13 album Konser Rakyat merupakan dokumentasi rekaman seratus lebih lagu Leo Kristi. Dengan personil yang terus berubah dari waktu ke waktu, Leo pun telah 45 tahun konser dari panggung ke panggung. Dari Balai Muda di Surabaya, istana Wakil Presiden di Jakarta, peringatan 17 Agustus di Taman Ismail Marzuki, kampus-kampus, galeri-galeri, dan pusat-pusat kebudayaan di berbagai kota, situs megalit Gunung Padang di Cianjur, kafe di Yunani, hingga tepi danau Buaran di ibukota serta kampung buruh di gang Cempluk kota Malang. Dalam usianya yang tak lagi muda, ia pun masih berkelana untuk menggubah melodi dan lirik lagu-lagunya.
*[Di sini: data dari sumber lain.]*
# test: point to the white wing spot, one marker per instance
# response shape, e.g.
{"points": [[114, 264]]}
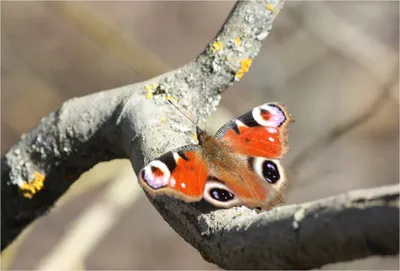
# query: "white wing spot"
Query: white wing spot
{"points": [[176, 157], [172, 182], [239, 123]]}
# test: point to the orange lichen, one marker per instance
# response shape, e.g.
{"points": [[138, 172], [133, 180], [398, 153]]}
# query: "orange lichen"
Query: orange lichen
{"points": [[172, 98], [149, 95], [270, 7], [217, 46], [238, 40], [34, 186], [244, 67]]}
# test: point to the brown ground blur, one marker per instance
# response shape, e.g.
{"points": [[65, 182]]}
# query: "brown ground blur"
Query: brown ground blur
{"points": [[334, 64]]}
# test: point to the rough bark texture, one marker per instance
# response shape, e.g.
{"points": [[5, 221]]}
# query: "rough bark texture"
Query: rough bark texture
{"points": [[138, 123]]}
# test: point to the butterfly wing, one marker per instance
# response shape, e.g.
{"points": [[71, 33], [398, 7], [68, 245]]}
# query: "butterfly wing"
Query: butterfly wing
{"points": [[256, 140], [181, 173], [256, 182], [261, 132]]}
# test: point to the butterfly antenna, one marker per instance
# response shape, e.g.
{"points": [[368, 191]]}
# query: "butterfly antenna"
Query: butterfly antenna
{"points": [[184, 115]]}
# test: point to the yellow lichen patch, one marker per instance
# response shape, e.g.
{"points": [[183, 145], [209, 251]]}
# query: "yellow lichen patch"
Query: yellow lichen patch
{"points": [[244, 67], [172, 98], [217, 46], [34, 186], [149, 95], [270, 7], [238, 40]]}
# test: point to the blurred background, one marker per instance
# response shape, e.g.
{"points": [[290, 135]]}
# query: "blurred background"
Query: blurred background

Dari perkampungan kumuh di Surabaya, perkebunan tebu di pesisir Jawa Timur, perjalanan kereta di Yogyakarta dan Bandung, lembah megalit di pedalaman Sulawesi Tengah, desa nelayan di Bali, teater Acropolis di Yunani, riuh pasar di pinggiran Kairo – Mesir, sampai spiritualitas umroh di kota suci Makkah dan Madinah – Arab Saudi.
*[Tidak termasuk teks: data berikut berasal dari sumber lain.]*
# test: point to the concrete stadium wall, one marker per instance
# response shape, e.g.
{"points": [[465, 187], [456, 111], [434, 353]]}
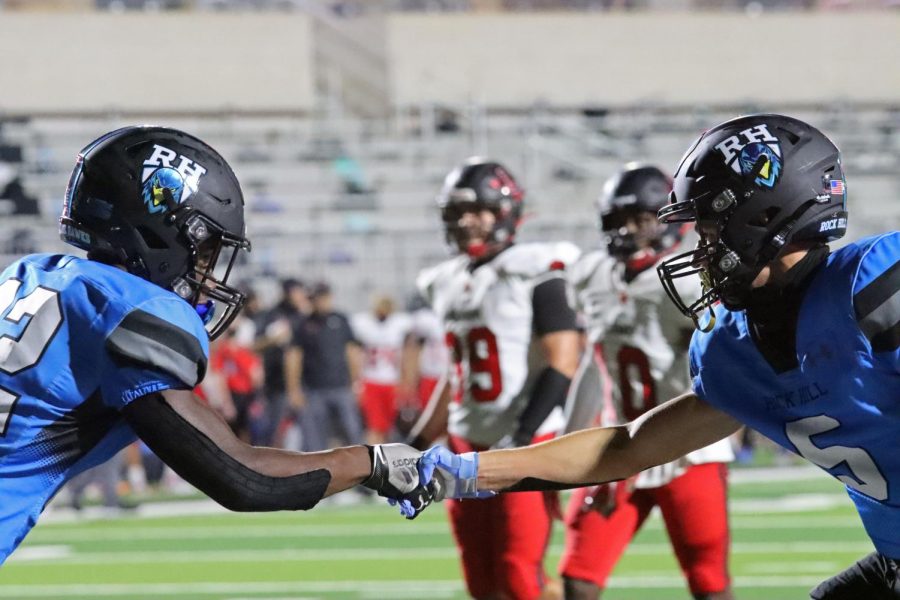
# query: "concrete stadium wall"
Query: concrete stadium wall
{"points": [[155, 62], [505, 60], [182, 62]]}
Selain menggubah musik beberapa film seperti Letnan Harahap serta Nyoman dan Presiden, Leo Kristi juga sempat berperan sebagai Bung Tomo dalam film Soerabaia 1945. Ia pun pernah beberapa kali memamerkan lukisannya, seperti di Bentara Budaya Jakarta, sambil konser akustik pada 2004. Pengelana, pemusik, penyair, pelukis, dan aktor ini terus berkarya hingga kini. Leo telah menempuh jalan sunyi yang ia pilih sebagai troubadour, pengembara yang mengisahkan catatan-catatan perjalanannya sehari-sehari dalam nyanyian. Ia hidup bersama rakyat jelata di stasiun-stasiun, terminal-terminal, hingga kampung-kampung dan desa-desa, kemudian baru menghasilkan karya. Bukan dari sebuah kamar ber-ac yang steril dari bau keringat pekerja atau harum padang ilalang di pegunungan. Karena itu lagu-lagunya terasa akrab dan tak berjarak dengan keseharian hidup kita. Leo tak memaki dan marah kepada absurditas hidup di sekelilingnya, tapi ia justru menerbitkan optimisme. Ia belajar keliatan hidup kepada petani, nelayan, pekerja, guru, pedagang kecil, tenaga kerja wanita, bahkan anak-anak – kaum marginal yang senantiasa dipolitisir dan diatasnamakan dalam sejarah perjalanan berbangsa kita. Karena itulah Leo Kristi langka dan istimewa dalam jagad seni kita.